From: hart@blackjack.dt.navy.mil (Michael Hart)
>> My question is:  Is this a good idea?  What is PHIGS?  (I 
>> believe it to be a graphics library that has been ported to
>> several different hardware families.  So flame me if I'm wrong :-)

>Good idea? Yes. Better than a proprietary interface? Yes.  Better than
>HOOPS? Probably depends on you portability vs. performance priorities.
>Although portability is a key goal of PHIGS there are many allowable
>differences between implementations, especially in initialization.  I've
>heard a lot of good things about HOOPS but it is hard to believe that
>Ithica can write code to drive the high end graphics devices as well
>the vendors.  If you are more focused on affordable graphics systems
>then Ithica could do a better job - since vendors tend to get carried
>away with the high end to the detriment of other graphics systems.

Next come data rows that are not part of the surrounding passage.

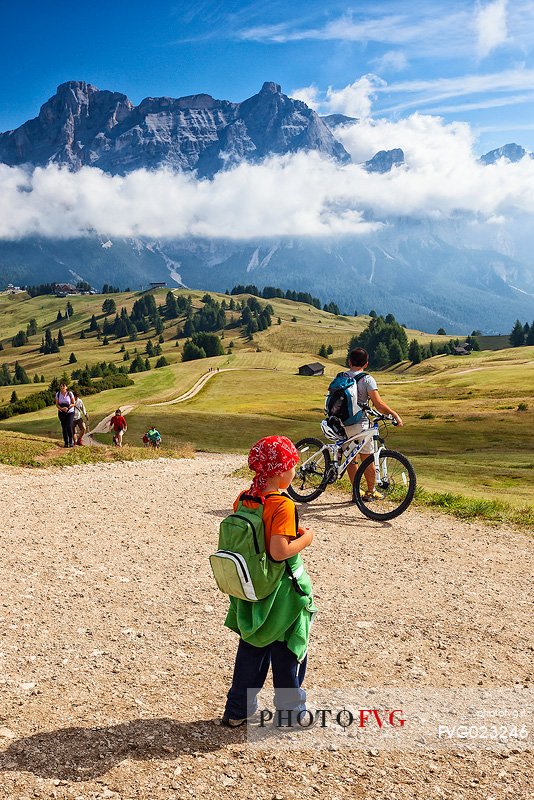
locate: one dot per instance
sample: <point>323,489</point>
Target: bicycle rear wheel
<point>394,490</point>
<point>311,477</point>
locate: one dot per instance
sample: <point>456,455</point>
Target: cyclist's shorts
<point>352,430</point>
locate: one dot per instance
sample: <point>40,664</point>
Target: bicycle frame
<point>357,442</point>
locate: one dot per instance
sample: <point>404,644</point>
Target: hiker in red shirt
<point>118,424</point>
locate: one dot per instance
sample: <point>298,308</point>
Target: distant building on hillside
<point>63,289</point>
<point>311,369</point>
<point>462,350</point>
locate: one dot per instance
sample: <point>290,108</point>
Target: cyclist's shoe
<point>374,495</point>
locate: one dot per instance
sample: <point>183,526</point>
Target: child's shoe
<point>228,722</point>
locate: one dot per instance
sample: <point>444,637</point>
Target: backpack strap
<point>296,585</point>
<point>253,498</point>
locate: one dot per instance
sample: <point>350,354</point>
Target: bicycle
<point>322,464</point>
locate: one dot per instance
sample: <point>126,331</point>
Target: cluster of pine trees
<point>271,292</point>
<point>202,345</point>
<point>19,375</point>
<point>521,334</point>
<point>386,342</point>
<point>101,370</point>
<point>255,317</point>
<point>211,317</point>
<point>51,344</point>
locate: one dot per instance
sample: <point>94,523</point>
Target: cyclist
<point>153,436</point>
<point>367,390</point>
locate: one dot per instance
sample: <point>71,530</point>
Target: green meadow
<point>469,421</point>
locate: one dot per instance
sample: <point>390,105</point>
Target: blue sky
<point>460,60</point>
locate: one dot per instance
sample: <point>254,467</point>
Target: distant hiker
<point>65,412</point>
<point>79,427</point>
<point>274,630</point>
<point>152,437</point>
<point>119,426</point>
<point>367,390</point>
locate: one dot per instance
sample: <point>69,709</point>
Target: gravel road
<point>114,662</point>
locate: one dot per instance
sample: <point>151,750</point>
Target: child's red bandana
<point>271,456</point>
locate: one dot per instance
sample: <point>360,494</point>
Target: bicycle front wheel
<point>394,488</point>
<point>311,476</point>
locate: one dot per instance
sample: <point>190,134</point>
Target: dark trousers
<point>67,421</point>
<point>250,671</point>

. . . sections deleted . . .

>-Jan "YON" Hardenbergh       jch@stardent.com            (508)-287-0100
>Stardent Computer, 6 N.E. Tech Center, 521 Virginia Rd, Concord, MA 01742

As one of the unidentified co-conspirators, I feel obliged to respond. One of 
the great misunderstandings about portable, device-independent graphics
libraries is that they are inherently slow. While I would be the first to 
agree that many graphics packages in the past sacrificed performance in 
order to achieve portability, my experience suggests that this does not 
have to be so.

Consider HOOPS running on an SGI workstation. Using the exagerratedly simple
cases that people often use to benchmark graphics (for example, the number 
of short random 3D lines that can be drawn in a second), HOOPS runs at about 
96% (a colleague attributes the remaining 4% to "heat") of the speed of the GL 
version of the same program. 

Although this has taken a large amount of work on our part, when you
look closely it is not very mysterious. Whether we are talking about HOOPS
driving GL, an application driving GL or a GL display list ( I have heard
rumors that the implementation of GL objects may change), there is a collection
of graphics data, primitives and attributes, that must be walked by the CPU 
and fed to the graphics pipeline. In any piece of software the efficiency
of this small portion of code (often a very tight loop) can be easily 
optimized and none of the three choices have a built-in advantage.The 
trick is mainly in being able to isolate a small portion of code that 
can be optimized on the particular machine. 

Having lauded HOOPS' abilities, let me point out that the shape of the 
segment hierarchy, the number of primitives per segment and the size of 
the tree influences (sometimes in not so obvious ways) the overall performance.

What is often sacrificed in using a package like HOOPS is the ability to have 
ultimate and exact control (similarly, it's very hard to precisely control the 
code your compiler generates). But it's possible for HOOPS to drive graphics 
hardware at close to its maximum speed, it just takes a lot of work on our part.